Dedicated to my late Aunt Phyl with love
Despite her advanced stages of lung to brain cancer my beloved Aunt Phyl was right there in the front seat of her cousin’s van to meet me at the Orlando airport.
Her face was bruised from the fall in the shower but her eyes glowed with love as she reached out to give me hugs and to whisper “I’m so happy you came!” For a lovely week we talked, laughed and just enjoyed each other’s company.
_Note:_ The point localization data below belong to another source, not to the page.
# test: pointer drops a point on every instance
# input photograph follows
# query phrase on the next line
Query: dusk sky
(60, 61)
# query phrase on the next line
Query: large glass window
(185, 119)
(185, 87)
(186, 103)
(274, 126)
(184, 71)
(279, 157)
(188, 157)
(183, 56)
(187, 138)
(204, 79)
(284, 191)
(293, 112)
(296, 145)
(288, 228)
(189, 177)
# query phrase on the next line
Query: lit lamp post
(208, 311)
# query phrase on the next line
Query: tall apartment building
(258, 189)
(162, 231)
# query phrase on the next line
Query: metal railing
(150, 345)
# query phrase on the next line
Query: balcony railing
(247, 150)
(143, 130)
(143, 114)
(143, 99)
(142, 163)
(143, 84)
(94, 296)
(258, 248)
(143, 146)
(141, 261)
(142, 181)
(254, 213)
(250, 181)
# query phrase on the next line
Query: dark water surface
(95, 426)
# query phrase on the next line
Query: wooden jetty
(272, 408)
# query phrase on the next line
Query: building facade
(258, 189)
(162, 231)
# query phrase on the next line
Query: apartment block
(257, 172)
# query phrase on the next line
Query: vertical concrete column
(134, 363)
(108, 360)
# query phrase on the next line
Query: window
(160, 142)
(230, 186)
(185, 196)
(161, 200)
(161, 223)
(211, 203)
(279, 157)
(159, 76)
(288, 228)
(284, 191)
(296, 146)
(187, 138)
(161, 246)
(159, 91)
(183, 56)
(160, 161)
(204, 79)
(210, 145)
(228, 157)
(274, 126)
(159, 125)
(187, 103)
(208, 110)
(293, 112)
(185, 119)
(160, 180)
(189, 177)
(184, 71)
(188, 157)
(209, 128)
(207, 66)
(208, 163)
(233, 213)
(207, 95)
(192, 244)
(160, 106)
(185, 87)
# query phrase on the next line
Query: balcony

I think we both knew without saying it out loud that this would be
The last time we shared together.
My aunt Phyl , as described in my book Swimmin’ Women , published in 2008, “developed a zesty sense of humour and generous spirit that kept bouncing back throughout her life”. During my last week with her in 2016 she was still feisty, funny and independent as we shared time together.
She wondered out loud “Why am I still here?” I would answer “Because you inspire all of us.” Aunt Phyl passed away ten days after I returned home.
Connecting with family and friends whether they are healthy or ill can leave us feeling both challenged and vulnerable as they have seen us in many situations that those who know us only briefly sometimes miss.
Three suggestions that might help:
- Speak your love out loud simply, genuinely and frequently.
- Honour both their rights and yours to be independent in what they do, what they share and when they choose to be silent. Quietly and calmly assert your own rights to be treated with respect .
- Show compassion for their victories, their challenges and their hopes and dreams by listening without interrupting and asking questions when appropriate. Share your own triumphs and challenges, your own goals so they too can be the givers of compassion.